Plentong is a mukim in Johor Bahru District, Johor, Malaysia.

==History==
It began as a Kangchu settlement known as Tey Chu Kang in 1859 and then an old Chinese new village that is now a busy town in Johor.

==Geography==
Mukim Plentong which covers Permas Jaya, Pasir Gudang etc. is the most populous mukim in Johor and one of the most populous in Malaysia with over 500,000 residents. It covers an area of 202 km^{2}.

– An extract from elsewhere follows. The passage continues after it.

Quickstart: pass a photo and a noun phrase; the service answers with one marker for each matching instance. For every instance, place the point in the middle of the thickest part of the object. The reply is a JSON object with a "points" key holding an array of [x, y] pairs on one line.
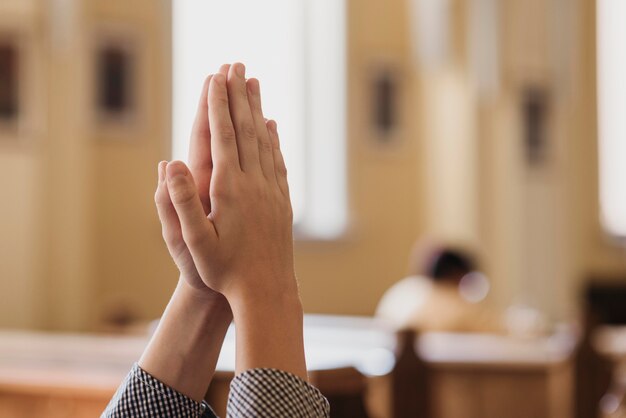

Plentong village suffered extensive flooding due to a poor water drainage system. The government cooperated with KTM Berhad (Malaysian Train Service Company) to rebuild the KTM Plentong Bridge in order to facilitate the flow of Sungai Plentong during rainy season. The whole project cost about 50 million and as of July 2009, the train bridge is in the early stage of construction.

==Tourist attractions==
Plentong is the headquarters of the Malacca-Johor archdiocese, known as Majodi centre and also has a Catholic Saint Joseph Church. There are several prominent Chinese temples like Ban Fook Temple (避兰东萬福廟), Qian Shou Guan Yin Temple (避兰东千手观音庙), Hien Tian Meow Old Temple (马西玄天上帝古廟), Other places of worship include several mosques and Hindu temples. One of the largest granite quarries in Johor is located nearby. It also houses the Permas Jaya Bridge.

==Transportation==
The area is accessible by Muafakat Bus route P-301.